Objective: To determine if human articular chondrocytes express the axl tyrosine kinase receptor and its ligand Gas-6, a protein product of growth-arrest-specific gene 6, and to determine if Gas-6 and axl function in the regulation of chondrocyte growth and survival.
Methods: The presence of Gas-6 and axl was examined in situ in human articular cartilage by immunohistochemistry and in vitro in cell culture studies using primary human chondrocytes and immortalized human chondrocytes. The ability of recombinant Gas-6 to mediate adhesion of chondrocytes and to stimulate chondrocyte axl phosphorylation was determined. Studies of the role of Gas-6 and axl in cell proliferation and survival were also performed.
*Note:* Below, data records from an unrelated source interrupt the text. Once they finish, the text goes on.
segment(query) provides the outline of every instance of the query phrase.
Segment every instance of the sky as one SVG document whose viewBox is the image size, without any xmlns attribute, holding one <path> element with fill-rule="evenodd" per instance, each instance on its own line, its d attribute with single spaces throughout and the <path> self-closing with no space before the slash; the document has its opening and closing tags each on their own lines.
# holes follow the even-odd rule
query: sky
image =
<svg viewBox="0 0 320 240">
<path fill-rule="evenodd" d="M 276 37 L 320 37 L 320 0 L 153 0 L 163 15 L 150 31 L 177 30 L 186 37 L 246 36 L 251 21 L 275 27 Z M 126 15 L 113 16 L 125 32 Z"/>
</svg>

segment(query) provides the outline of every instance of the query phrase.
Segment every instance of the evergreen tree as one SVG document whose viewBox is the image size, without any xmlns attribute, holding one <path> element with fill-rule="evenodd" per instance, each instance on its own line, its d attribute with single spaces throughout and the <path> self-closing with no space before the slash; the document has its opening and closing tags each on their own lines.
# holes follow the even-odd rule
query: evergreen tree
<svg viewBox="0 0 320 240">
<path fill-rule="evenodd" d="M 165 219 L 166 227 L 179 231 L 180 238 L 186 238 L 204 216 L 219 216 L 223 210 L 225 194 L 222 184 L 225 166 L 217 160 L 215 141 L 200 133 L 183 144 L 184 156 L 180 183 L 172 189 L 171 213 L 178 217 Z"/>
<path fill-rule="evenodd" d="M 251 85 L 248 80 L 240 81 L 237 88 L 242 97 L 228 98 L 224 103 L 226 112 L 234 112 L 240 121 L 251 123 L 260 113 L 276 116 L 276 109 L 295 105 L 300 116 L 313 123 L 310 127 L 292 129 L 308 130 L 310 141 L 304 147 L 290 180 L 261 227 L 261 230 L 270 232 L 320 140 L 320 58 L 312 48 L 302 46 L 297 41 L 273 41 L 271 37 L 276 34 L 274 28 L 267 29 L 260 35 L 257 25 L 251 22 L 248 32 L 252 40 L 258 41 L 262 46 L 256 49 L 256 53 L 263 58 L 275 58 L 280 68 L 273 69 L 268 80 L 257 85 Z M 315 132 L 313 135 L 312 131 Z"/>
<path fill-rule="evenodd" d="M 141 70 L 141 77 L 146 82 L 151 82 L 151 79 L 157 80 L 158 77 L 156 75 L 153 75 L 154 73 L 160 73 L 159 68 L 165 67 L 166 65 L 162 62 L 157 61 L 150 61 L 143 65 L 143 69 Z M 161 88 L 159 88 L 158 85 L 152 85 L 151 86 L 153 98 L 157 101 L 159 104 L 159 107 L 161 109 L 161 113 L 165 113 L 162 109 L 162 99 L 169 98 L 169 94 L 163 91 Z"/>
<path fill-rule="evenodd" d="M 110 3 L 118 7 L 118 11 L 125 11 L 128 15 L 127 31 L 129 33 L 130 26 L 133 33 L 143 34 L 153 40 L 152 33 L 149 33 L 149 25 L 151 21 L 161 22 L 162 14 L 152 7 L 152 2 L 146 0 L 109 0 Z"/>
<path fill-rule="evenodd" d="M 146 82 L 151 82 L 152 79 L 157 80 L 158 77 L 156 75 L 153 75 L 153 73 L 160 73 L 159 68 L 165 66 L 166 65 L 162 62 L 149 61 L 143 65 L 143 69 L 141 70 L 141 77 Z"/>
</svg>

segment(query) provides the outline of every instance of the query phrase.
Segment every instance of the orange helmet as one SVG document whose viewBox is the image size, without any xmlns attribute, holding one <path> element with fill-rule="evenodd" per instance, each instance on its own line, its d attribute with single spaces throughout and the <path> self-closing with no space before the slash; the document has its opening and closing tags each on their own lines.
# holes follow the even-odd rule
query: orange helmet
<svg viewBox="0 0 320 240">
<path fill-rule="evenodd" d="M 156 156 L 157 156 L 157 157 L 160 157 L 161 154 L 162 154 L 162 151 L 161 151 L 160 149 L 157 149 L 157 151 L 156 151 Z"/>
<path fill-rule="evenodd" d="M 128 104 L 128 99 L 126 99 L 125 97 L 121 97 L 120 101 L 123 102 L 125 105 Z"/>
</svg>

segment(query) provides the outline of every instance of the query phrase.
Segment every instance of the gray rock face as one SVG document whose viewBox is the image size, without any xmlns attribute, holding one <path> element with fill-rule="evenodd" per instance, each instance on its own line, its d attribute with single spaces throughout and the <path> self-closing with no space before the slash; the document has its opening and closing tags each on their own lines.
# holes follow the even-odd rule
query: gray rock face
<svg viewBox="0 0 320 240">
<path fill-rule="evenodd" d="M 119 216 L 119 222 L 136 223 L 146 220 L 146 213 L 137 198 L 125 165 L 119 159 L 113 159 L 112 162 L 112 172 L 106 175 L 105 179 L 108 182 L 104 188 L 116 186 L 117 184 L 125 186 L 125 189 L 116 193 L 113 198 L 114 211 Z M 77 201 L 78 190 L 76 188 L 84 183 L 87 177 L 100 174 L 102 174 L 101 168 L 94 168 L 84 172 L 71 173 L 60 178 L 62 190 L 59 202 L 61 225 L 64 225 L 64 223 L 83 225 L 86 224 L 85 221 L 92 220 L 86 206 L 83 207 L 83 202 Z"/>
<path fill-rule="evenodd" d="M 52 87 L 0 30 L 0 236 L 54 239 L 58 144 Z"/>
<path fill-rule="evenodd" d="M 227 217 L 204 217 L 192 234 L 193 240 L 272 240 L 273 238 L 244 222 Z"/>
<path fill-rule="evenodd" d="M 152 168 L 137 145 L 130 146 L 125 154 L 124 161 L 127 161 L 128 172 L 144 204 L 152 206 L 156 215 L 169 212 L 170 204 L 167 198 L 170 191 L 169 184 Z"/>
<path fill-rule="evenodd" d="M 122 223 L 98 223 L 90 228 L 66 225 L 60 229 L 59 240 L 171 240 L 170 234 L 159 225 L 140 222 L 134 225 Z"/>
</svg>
Results: Both Gas-6 and axl were detected in cartilage by immunohistochemical staining. Gas-6 and axl messenger RNA (mRNA) and protein were also detected in cultures of primary and immortalized human chondrocytes. Compared with cells cultured in medium containing 10% serum, Gas-6 mRNA levels were increased in immortalized chondrocytes cultured in serum-free medium, while axl expression decreased. Chondrocytes attached to Gas-6-coated plastic, and the attachment was blocked by a soluble Ig fusion protein containing the axl extracellular domain. Recombinant human Gas-6 and serum-free conditioned medium from primary and immortalized human chondrocyte cultures stimulated chondrocyte axl tyrosine phosphorylation. A mitogenic effect was noted both when immortalized chondrocytes were stimulated with recombinant Gas-6 or when they were made to overexpress axl by transfection. Addition of recombinant Gas-6 to serum-free medium resulted in increased survival of primary chondrocytes cultured at low density in agarose.
Conclusion: These findings present evidence for an autocrine signaling pathway in cartilage involving Gas-6 and the axl tyrosine kinase adhesion receptor. Stimulation of axl by Gas-6 may play an important role in the control of chondrocyte growth and survival.